Japan’s national CPI excluding fresh food rose 1.4% year on year in April. This was below the forecast of 1.7%.
The April result was 0.3 percentage points under the forecast. The data refers to the national CPI measure that excludes fresh food.
Implications For Bank Of Japan Policy
The lower-than-expected April inflation reading of 1.4% suggests the Bank of Japan will likely delay any further interest rate hikes. This challenges the narrative we saw building through 2025, when rising prices finally prompted the BoJ to begin normalizing its policy. The market had been pricing in a much more aggressive stance for the second half of this year.
We should anticipate renewed weakness in the Japanese Yen as the interest rate gap with other central banks widens again. Recent data shows the U.S. Federal Reserve’s key interest rate is holding firm above 4.5%, creating a substantial yield advantage over Japan’s near-zero rates. This makes buying call options on the USD/JPY pair an attractive strategy, targeting levels above the 160 mark seen earlier this year.
This environment is very favorable for Japanese stocks, since a weaker yen boosts the overseas profits of major exporters.
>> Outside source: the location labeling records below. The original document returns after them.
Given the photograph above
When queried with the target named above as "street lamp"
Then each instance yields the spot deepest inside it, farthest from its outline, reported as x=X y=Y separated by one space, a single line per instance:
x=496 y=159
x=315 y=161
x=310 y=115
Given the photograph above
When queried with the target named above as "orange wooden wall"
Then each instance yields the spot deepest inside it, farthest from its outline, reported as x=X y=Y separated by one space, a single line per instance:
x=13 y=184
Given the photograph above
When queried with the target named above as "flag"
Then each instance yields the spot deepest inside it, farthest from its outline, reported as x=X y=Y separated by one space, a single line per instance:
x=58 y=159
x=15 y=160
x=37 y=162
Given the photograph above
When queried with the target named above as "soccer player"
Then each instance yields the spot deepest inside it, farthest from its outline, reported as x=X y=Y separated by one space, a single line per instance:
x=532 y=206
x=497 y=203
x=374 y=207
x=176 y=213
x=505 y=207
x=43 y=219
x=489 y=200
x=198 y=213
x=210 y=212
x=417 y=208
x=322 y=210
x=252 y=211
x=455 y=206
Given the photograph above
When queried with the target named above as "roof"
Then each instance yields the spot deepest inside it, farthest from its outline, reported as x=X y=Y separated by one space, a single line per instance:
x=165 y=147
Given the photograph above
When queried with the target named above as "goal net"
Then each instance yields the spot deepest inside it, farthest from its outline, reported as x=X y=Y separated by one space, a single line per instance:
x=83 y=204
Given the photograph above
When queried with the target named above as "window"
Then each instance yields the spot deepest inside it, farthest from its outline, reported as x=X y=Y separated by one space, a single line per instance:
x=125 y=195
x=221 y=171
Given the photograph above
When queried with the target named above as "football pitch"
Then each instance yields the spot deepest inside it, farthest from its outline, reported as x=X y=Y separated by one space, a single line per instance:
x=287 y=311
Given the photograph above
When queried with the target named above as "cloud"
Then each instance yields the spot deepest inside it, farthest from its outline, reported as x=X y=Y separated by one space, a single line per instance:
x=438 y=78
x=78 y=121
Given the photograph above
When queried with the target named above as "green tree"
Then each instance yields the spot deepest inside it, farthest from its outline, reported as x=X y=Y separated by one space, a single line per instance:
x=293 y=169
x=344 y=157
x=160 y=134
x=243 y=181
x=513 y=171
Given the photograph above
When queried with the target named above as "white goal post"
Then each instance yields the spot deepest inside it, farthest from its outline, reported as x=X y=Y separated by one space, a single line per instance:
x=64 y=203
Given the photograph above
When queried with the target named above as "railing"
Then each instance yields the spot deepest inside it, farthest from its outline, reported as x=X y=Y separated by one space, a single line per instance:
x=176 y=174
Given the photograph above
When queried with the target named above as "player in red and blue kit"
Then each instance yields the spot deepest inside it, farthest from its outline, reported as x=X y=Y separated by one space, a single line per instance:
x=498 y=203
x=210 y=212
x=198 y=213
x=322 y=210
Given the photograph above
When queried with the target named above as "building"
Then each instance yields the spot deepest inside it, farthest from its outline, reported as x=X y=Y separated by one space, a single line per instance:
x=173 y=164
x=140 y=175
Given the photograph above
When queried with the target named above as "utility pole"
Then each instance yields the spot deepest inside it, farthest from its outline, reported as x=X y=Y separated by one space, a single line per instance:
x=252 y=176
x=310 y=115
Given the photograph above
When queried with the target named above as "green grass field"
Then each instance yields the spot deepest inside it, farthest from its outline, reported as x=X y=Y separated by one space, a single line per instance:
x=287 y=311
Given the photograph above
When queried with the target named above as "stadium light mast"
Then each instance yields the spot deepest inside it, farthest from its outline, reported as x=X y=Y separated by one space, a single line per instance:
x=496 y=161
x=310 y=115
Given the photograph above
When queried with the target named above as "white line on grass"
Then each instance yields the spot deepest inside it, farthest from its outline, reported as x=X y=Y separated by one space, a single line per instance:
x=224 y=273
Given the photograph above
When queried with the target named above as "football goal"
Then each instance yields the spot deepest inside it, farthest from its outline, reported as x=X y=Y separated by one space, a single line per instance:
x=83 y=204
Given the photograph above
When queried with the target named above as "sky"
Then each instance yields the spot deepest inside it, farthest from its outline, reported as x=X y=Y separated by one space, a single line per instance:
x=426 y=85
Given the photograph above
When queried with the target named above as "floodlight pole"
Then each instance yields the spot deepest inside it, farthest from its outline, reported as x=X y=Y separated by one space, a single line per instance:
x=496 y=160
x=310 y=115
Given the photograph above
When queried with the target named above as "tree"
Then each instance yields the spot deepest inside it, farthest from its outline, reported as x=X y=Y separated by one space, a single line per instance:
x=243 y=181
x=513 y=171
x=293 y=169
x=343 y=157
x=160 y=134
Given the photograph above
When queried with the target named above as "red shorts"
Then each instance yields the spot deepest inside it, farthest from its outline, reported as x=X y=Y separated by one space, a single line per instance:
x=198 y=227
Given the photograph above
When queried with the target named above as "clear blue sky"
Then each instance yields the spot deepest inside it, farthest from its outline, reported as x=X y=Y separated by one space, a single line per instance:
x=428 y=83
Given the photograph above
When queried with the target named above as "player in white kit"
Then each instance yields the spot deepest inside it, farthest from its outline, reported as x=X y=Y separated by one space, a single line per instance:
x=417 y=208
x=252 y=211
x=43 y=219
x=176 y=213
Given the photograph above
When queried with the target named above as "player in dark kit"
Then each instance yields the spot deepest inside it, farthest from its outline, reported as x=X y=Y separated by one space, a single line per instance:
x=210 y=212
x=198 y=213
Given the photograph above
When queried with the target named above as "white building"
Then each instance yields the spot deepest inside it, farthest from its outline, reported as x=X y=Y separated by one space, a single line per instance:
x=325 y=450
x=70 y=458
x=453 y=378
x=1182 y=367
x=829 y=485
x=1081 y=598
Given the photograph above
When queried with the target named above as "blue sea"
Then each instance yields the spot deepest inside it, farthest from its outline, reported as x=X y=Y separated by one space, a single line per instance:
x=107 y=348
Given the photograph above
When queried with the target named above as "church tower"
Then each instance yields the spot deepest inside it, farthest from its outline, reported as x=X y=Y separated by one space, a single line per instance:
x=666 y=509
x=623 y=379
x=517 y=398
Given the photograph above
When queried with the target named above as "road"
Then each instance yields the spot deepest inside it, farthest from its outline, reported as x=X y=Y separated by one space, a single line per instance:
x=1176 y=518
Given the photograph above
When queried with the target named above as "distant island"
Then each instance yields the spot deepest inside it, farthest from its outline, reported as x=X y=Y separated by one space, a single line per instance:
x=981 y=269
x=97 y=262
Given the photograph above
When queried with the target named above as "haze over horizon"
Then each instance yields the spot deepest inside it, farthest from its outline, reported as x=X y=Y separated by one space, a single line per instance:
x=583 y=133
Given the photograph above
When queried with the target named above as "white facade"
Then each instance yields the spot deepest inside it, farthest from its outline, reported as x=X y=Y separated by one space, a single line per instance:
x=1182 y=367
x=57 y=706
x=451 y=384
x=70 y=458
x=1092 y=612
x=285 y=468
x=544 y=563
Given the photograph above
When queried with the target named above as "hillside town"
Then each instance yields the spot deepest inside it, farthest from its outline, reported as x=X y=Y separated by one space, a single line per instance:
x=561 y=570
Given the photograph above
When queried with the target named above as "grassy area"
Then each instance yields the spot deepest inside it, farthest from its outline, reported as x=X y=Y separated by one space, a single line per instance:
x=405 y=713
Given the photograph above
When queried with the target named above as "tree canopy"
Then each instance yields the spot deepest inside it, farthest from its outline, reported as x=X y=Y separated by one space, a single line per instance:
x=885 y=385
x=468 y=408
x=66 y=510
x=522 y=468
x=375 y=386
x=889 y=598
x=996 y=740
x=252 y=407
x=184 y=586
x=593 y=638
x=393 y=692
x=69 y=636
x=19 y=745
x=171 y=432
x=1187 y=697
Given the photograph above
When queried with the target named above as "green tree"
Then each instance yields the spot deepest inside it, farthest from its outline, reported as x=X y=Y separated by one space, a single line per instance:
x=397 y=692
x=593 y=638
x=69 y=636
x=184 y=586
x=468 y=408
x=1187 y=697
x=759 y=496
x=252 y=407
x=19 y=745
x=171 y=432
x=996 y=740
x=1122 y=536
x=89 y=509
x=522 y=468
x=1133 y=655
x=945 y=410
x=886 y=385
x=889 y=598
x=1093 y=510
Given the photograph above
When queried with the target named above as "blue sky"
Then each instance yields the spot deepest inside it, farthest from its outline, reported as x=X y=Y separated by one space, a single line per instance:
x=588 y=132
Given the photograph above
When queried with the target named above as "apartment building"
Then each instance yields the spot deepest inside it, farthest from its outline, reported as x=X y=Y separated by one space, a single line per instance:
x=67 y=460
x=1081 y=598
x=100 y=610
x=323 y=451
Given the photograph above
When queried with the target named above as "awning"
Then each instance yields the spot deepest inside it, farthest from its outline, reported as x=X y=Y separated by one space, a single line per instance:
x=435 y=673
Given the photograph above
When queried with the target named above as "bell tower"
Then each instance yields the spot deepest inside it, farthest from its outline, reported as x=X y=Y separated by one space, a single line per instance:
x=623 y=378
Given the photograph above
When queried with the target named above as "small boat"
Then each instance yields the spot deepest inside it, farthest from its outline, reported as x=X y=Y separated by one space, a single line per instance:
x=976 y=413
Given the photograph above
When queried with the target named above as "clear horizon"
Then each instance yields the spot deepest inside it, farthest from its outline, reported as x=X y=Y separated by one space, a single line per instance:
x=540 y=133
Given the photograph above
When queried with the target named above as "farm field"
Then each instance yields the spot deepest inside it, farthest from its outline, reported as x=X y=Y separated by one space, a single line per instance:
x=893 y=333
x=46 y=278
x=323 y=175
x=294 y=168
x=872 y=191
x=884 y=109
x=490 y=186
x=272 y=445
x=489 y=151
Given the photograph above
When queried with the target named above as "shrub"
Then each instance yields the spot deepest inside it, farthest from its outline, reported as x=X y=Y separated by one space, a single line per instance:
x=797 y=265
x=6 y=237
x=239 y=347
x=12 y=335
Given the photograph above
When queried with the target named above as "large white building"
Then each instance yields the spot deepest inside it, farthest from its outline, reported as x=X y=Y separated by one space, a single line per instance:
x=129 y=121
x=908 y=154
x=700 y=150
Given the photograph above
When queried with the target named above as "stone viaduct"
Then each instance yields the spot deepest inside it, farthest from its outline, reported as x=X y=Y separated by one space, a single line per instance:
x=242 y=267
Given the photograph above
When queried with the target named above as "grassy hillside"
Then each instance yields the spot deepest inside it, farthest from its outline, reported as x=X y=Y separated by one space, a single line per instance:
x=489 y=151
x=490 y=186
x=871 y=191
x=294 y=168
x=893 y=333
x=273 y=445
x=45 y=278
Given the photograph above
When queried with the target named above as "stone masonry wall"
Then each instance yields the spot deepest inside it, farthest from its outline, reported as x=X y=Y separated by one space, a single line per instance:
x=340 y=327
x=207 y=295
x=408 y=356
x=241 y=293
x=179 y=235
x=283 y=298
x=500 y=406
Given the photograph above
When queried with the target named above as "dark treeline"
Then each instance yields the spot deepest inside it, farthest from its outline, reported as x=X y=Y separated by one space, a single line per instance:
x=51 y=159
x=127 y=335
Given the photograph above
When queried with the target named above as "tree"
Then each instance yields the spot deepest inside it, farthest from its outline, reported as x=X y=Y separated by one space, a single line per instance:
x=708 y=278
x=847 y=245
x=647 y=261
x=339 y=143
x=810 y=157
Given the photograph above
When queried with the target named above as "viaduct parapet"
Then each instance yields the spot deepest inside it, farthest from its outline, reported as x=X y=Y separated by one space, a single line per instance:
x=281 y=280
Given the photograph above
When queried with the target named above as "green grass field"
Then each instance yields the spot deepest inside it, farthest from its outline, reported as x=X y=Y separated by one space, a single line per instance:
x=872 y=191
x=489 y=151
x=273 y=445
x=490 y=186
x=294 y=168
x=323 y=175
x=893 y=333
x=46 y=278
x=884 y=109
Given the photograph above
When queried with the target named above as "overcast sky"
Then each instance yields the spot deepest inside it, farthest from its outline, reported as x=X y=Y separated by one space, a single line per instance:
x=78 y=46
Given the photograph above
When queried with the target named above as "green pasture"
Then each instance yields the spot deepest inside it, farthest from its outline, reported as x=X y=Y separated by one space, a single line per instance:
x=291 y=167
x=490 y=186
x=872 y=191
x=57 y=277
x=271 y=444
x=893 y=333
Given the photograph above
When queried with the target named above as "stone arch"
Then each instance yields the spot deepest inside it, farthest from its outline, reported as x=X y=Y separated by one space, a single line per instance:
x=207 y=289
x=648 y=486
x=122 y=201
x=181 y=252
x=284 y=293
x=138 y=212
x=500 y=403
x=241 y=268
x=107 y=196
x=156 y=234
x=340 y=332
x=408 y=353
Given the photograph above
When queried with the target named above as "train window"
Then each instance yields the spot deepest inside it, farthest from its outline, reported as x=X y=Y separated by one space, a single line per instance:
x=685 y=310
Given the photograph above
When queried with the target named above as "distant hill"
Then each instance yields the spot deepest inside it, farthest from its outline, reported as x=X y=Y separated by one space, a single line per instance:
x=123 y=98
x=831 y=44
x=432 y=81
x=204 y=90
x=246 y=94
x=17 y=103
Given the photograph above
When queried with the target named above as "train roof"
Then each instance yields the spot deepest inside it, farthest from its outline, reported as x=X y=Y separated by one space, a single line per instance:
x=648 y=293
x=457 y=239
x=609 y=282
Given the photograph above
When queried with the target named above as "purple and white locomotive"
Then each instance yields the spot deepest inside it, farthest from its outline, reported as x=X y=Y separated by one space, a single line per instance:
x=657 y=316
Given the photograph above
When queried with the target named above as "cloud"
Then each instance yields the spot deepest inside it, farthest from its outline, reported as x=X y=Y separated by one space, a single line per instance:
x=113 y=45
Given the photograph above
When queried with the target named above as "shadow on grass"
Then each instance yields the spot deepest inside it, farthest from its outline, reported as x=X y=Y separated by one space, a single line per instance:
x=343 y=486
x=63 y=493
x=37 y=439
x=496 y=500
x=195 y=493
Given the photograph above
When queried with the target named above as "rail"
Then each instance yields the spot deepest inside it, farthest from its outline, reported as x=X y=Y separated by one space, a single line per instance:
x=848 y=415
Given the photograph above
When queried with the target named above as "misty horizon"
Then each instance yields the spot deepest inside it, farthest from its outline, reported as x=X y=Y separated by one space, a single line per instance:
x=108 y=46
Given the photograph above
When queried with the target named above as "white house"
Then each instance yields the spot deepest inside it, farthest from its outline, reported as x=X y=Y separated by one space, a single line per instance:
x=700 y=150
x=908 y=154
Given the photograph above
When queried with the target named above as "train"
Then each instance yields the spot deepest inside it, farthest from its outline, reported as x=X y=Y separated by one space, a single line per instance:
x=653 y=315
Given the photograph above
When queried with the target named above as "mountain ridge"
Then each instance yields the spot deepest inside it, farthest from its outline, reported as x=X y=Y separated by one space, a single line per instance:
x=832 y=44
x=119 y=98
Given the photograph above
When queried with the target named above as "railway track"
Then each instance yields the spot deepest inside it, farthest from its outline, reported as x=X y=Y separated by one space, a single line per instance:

The Nikkei 225 index, which gained over 25% in 2025 on similar economic themes, is likely to find support from this news. We could consider buying Nikkei 225 futures or selling out-of-the-money put options to capitalize on this expected strength.
We must also watch for government intervention, as officials have repeatedly voiced concerns about rapid yen depreciation, a pattern we observed several times last year. Given this risk, using strategies like bull call spreads on currency pairs like USD/JPY can help manage costs and protect against a sudden policy shift. This approach allows us to benefit from a weaker yen while limiting our potential downside.